Emilio Isgrò, Sicilia, 1970.

“Mi fa molto piacere raccontare com’è nata quest’opera comune che La Dimora del Tempo sospeso propone adesso ai suoi lettori: nell’estate del 2018 Leonardo Barbera e Antonio Lanza mi hanno chiesto di curare una raccolta di testi poetici di autori accomunati dalla loro origine siciliana; ho preso tempo, ho cercato notizie e testi, poi ho “rilanciato” chiedendo ad Antonio e a Leonardo di contattare i poeti che si aveva desiderio di coinvolgere per chiedere a coloro che avessero voluto partecipare d’inviarmi ciascuno dieci suoi testi (tendenzialmente inediti, ma non esclusivamente).

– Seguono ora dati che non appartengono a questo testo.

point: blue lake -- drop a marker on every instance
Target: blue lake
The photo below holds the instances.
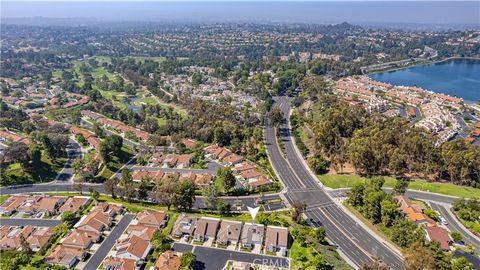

Così ha cominciato a prendere corpo questa pubblicazione, ma avverto che quanto ho finora raccontato è una piccolissima parte della storia (…)” – dalla nota in limine di Antonio Devicienti a Se i poeti s’incontrano (poeti d’origine siciliana di questi anni) d’imminente pubblicazione sulla Dimora del Tempo sospeso (La Biblioteca di RebStein LXXVI).

I Poeti sono: Andrea Accardi, Giovanni Asmundo, Leonardo Barbera, Luigi Carotenuto, Diego Conticello, Gianluca D’Andrea, Daniela D’Angelo, Noemi De Lisi, Gianluca Fùrnari, Vincenzo Galvagno, Maria Grazia Insinga, Antonio Lanza, Giuseppe Nibali, Marilena Renda, Pietro Russo.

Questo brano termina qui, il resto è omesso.